Tuesday, May 29, 2012

The Age of Spiritual Machines

Ray Kurzweil is an exceptional human being.  I've been following him for a lot of years.  He is the person behind a number of important, computer related innovations.

Optical character recognition allows books to be translated into spoken words - a great gift to the blind.  The Kurzweil synthesizer took computer generated music to a new level, accurately replicating the sound created by traditional music instruments.

In 1998, Kurzweil wrote a book, The Age of Spiritual Machines, in which he predicted inexpensive personal computers would have access to all the information in the Library of Congress by 2020. By mid-century, Kurzweil thinks that humans will be hardwired to their computers, and by the end of  the 21st century, neural mapping of the brain will allow humans to occupy a machine entity, effectively making immortality possible, as least for a privileged few.





In 2005, Ray Kurzweil followed up  with The Singularity is Near. 





In this latest book, Kurzweil predicts that humans will be walking around, permanently attached to their computers, and those individual computers will be connected to each other, creating in effect a remarkable singularity.  In nature, ants and bees already appear to be linked that way.  In Star Trek, the Borg assimilate all that come their way, turning individuals into a collective of emotionless, hyper-efficient drones. 

I find Kurzweil's prognostications more fascinating than compelling, though I respect him immensely for his amazing technical innovations and his remarkable vision of the future.

The place I can't get past in Kurzweil's vision is his idea of turning an individual personality with all its quirks, memories, prejudices, etc, into a neural-mapped facsimile that can be trans-placed into a machine.  If that is truly possible, the question becomes, who is me?  Am I, as a human individual, my body, my physical essence, or am I more like a swirl of personality that exists separate from my body? Kurzweil seems to be saying the latter. 

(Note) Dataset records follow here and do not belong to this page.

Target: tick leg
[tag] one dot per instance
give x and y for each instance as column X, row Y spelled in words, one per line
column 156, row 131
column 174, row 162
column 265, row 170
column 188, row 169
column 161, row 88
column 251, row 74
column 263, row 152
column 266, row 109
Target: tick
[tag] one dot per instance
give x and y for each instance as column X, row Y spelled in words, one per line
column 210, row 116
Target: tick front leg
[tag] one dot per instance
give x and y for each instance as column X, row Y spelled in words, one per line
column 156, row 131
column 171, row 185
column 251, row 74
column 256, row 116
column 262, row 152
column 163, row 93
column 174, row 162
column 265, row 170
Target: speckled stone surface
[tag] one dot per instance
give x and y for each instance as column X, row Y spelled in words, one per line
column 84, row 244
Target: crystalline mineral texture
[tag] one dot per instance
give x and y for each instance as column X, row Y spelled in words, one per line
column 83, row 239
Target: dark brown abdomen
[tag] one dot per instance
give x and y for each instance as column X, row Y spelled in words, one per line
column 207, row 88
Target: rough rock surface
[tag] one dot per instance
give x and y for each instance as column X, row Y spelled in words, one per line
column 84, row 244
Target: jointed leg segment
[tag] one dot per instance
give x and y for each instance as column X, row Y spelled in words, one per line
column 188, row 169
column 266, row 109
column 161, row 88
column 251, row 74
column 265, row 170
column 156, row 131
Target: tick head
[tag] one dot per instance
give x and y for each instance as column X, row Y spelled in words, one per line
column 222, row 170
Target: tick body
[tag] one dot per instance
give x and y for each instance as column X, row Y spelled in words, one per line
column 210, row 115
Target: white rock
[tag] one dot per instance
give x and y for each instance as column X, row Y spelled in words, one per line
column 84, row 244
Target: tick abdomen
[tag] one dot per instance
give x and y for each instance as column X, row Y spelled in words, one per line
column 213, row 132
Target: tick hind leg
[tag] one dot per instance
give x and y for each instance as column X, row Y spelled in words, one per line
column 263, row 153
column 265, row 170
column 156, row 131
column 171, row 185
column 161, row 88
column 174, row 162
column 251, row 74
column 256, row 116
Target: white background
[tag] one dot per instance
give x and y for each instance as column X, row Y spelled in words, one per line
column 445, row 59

 Conscioussness, aka self-awareness,  is the great mystery of life.  It's the nut the greatest neuro-biologists have not come close to cracking.  It's seems to be an unknowable; perhaps the ultimate elusive, unknowable.  Consciousness is the grand chasm Kurzweil glosses over.  In order for his vision to become fact, the mystery of consciousness will have to be bridged. I don't think it will happen.  I don't believe future generations of humans need be concerned about the Borg coming along, announcing, 'Resistence is futile.' 

No one on Earth seems to have a clue about what consciousness is.  As long as that is so, immortality will be an idea that will never come.

If I had my way, I would issue a mandate to Ray Kurzweil and smart people like him. I would tell them to turn their focus to the very real challenges we urgently must deal with right now - at this moment.  I'm talking about human overpopulation, global climate change, the need to transition away from fossil forms of energy, the planet's rapidly dwindling natural resources, the terrible, irreplaceable loss of biodiversity.  We need brilliant human individuals like Ray Kurzweil to focus on and find solutions to those challenges.  If we can get past those vexing issues, then we can calmly and thoughtfully take up the question of neural mapping and immortality.